8. The method of claim 1, wherein determining that the first endpoint of the plurality of endpoints is preferable comprises:

sending, by the intermediate device, at a periodic interval, a corresponding probe packet to each of the plurality of endpoints;

receiving, by the intermediate device and from each of the plurality of endpoints, a probe packet reply corresponding to the respective probe packet for the endpoint; and

determining, by the intermediate device and based on information from the probe packets and the probe packet replies, a set of network performance metrics for each of the plurality of endpoints.

9. The method of claim 1, wherein determining that the first endpoint of the plurality of endpoints is preferable comprises:

sending, by the intermediate device, based on application traffic parameters, a corresponding probe packet to each of the plurality of endpoints, wherein the application traffic parameters comprises at least one of Differentiated Services Code Point (DSCP) values, forwarding class, packet size, and burst of traffic from the endpoints;

receiving, by the intermediate device and from each of the endpoints, a probe packet reply corresponding to the respective probe packet for the endpoint; and

determining, by the intermediate device and based on information from the probe packets and the probe packet replies, a set of network performance metrics for each of the endpoints.

10. The method of claim 1, wherein determining that the first endpoint of the plurality of endpoints is preferable comprises:

sending, by the intermediate device, based on a determination that traffic from the endpoints has a constant traffic rate, a corresponding probe packet to each of the endpoints at a constant interval;

receiving, by the intermediate device and from each of the plurality of endpoints, a probe packet reply corresponding to the respective probe packet for the endpoint; and

determining, by the intermediate device and based on information from the probe packets and the probe packet replies, a set of network performance metrics for each of the plurality of endpoints.

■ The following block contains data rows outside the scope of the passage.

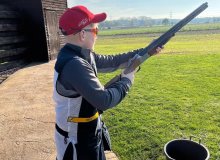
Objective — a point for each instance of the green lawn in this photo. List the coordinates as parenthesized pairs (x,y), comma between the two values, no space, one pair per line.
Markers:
(176,94)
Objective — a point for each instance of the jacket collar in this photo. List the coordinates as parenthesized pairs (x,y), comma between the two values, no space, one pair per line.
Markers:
(82,52)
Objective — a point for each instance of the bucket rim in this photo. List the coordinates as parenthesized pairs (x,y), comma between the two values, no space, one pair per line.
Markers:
(165,146)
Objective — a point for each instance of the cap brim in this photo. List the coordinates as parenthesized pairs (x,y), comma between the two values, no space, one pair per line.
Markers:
(99,18)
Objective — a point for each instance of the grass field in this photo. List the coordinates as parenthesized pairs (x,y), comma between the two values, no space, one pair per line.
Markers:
(176,94)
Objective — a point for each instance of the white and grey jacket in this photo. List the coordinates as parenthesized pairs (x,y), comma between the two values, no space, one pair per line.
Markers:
(79,93)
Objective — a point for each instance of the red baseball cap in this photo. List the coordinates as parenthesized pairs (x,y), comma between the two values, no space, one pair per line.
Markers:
(76,18)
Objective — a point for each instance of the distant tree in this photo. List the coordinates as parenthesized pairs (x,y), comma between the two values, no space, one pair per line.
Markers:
(165,21)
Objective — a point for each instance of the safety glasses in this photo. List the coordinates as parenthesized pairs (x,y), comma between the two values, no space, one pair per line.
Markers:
(93,30)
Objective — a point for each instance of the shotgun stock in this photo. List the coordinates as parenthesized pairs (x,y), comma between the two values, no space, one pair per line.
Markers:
(159,42)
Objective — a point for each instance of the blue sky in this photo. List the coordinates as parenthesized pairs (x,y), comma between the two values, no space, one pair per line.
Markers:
(155,9)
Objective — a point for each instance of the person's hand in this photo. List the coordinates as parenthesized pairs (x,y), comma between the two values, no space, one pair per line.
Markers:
(130,75)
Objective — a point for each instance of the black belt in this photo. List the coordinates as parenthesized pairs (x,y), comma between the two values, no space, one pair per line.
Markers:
(62,132)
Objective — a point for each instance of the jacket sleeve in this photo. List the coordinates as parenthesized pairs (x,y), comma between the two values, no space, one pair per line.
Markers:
(78,75)
(110,63)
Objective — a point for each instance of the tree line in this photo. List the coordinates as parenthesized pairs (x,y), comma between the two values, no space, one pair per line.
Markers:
(147,21)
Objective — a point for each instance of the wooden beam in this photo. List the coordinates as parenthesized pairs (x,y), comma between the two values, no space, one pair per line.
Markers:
(11,52)
(11,40)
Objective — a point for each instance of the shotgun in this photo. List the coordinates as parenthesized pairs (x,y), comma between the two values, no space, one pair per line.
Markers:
(159,42)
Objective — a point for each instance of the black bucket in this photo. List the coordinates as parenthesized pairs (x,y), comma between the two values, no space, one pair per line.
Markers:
(184,149)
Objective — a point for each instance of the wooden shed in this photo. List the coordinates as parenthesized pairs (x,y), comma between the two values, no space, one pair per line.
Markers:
(39,31)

11. The method of claim 1, wherein determining that the first endpoint of the plurality of endpoints is preferable comprises:

sending, by the intermediate device, based on a determination that traffic from the plurality of endpoints does not have a constant traffic rate, a corresponding probe packet to each of the endpoints at an interval proportional to the traffic from the endpoints;

receiving, by the intermediate device and from each of the endpoints, a probe packet reply corresponding to the respective probe packet for the endpoint; and

determining, by the intermediate device and based on information from the probe packets and the probe packet replies, a set of network performance metrics for each of the endpoints.

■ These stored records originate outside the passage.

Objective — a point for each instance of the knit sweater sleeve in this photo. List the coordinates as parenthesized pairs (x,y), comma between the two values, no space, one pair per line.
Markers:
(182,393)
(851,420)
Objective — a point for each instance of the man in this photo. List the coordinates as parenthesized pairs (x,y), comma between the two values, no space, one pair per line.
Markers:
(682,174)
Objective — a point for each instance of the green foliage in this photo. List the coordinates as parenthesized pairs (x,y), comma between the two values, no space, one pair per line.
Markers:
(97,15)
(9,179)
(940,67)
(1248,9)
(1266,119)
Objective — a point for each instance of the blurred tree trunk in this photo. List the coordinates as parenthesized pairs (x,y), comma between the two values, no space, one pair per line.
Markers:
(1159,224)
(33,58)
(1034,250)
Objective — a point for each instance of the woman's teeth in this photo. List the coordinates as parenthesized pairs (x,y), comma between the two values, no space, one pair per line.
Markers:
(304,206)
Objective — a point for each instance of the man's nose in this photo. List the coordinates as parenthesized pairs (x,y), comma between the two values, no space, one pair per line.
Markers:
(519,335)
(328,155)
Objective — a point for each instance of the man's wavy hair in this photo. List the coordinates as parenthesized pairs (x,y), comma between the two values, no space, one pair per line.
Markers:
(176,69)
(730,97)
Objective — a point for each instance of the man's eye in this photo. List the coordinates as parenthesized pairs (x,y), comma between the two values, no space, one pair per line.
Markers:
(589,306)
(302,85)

12. A network device, wherein the network device is situated on respective network paths that traverse a network connecting a client device and a plurality of endpoints that each offers a same service and are mapped to a same hostname, the network device comprising:

a memory; and

one or more processors in communication with the memory, the one or more processors configured to:

receive a Domain Name System (DNS) message that indicates the plurality of endpoints;

determine, based on respective sets of network performance metrics for the plurality of endpoints, that a first endpoint of the plurality of endpoints is preferable for offering the service to the client device;

generate, in response to the DNS message and based on determining that the first endpoint is preferable for offering the service to the client device, a DNS response that specifies an Internet Protocol (IP) address of the first endpoint as a primary IP address; and

send, the DNS response to the client device to cause the client device to send a service request to the IP address of the first endpoint.

13. The network device of claim 12, wherein, to determine that the first endpoint of the plurality of endpoints is preferable, the one or more processors are configured to:

send a corresponding probe packet to each of the plurality of endpoints;

receive, from each of the plurality of endpoints, a probe packet reply corresponding to the respective probe packet for the endpoint; and

determine, based on information from the probe packets and the probe packet replies, a set of network performance metrics for each of the plurality of endpoints.

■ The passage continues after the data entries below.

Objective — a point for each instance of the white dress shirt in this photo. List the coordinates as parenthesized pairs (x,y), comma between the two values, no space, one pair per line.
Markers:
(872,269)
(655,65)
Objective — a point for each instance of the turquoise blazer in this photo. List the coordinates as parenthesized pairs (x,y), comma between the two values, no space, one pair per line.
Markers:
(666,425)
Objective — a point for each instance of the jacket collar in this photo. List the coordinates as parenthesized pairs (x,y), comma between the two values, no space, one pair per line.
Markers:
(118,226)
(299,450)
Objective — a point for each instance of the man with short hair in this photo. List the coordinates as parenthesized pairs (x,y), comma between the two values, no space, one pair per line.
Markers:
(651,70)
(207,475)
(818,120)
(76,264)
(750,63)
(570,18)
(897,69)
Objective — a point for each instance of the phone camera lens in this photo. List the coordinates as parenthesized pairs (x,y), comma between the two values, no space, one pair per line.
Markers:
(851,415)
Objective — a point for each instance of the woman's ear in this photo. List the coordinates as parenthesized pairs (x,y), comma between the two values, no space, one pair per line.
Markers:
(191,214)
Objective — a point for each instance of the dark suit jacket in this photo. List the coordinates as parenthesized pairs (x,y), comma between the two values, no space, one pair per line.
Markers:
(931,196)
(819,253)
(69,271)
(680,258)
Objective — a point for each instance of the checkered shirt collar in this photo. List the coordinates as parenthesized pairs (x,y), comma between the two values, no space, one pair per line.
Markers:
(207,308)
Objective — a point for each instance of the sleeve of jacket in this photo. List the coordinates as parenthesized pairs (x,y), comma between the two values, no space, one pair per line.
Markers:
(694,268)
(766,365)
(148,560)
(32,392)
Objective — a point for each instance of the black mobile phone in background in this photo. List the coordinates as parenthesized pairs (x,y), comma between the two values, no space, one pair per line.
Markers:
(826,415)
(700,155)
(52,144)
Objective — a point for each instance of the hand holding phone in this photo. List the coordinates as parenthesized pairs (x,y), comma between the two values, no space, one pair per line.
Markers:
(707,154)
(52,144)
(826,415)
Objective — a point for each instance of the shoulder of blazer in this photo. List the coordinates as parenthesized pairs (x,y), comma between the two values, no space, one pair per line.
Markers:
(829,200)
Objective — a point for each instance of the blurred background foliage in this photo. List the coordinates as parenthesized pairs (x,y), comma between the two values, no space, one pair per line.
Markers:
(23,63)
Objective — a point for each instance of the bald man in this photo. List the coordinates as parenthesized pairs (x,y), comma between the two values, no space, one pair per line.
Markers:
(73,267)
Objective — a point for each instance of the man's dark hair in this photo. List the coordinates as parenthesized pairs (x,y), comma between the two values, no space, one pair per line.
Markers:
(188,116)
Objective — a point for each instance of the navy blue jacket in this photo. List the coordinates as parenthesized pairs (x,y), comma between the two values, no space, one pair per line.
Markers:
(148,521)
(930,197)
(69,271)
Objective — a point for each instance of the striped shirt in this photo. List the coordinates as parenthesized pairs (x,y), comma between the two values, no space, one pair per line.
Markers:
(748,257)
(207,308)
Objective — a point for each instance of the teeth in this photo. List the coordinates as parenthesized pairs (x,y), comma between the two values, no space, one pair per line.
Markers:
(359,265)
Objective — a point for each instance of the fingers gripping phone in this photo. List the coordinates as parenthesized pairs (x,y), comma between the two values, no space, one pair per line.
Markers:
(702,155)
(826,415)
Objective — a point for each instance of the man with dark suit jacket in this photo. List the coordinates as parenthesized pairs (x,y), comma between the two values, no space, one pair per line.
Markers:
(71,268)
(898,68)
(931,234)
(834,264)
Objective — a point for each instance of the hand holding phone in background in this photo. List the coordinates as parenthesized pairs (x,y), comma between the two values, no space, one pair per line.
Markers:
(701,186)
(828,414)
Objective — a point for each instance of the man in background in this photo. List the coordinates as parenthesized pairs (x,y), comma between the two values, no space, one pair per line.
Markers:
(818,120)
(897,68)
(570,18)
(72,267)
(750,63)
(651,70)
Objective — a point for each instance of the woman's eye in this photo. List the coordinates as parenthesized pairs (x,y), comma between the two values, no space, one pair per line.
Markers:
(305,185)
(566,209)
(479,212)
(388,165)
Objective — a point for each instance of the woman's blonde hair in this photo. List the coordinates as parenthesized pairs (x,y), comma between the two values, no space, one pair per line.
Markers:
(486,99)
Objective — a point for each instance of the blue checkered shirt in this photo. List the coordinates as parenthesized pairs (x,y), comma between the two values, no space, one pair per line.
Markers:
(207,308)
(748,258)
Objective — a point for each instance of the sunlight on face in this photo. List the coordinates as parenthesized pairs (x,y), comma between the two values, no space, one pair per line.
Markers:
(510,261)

14. The network device of claim 13, wherein each of the probe packets conforms to at least one of Internet Control Message Protocol (ICMP), Two-Way Active Measurement Protocol (TWAMP), or Hypertext Transfer Protocol (HTTP).

15. The network device of claim 12,

wherein the DNS message comprises a first DNS response that indicates the plurality of endpoints as respective IP addresses, and

wherein the DNS response to the client device is a second DNS response, and

wherein, to determine that the first endpoint of the plurality of endpoints is preferable, the one or more processors are further configured to: send, in response to receiving the first DNS response, a corresponding probe packet to each of the IP addresses; receive, from each of the IP addresses, a probe packet reply corresponding to the respective probe packet for the IP address; determine, based on information from the probe packets and the probe packet replies, a set of network performance metrics for each of the IP addresses; and determine, based on the sets of the network performance metrics, the IP address for the first endpoint is preferable.

16. The network device of claim 12, wherein, to determine that the first endpoint of the plurality of endpoints is preferable, the one or more processors are configured to:

send, at a periodic interval, a corresponding probe packet to each of the plurality of endpoints;

receive, from each of the plurality of endpoints, a probe packet reply corresponding to the respective probe packet for the endpoint; and

determine, based on information from the probe packets and the probe packet replies, a set of network performance metrics for each of the plurality of endpoints.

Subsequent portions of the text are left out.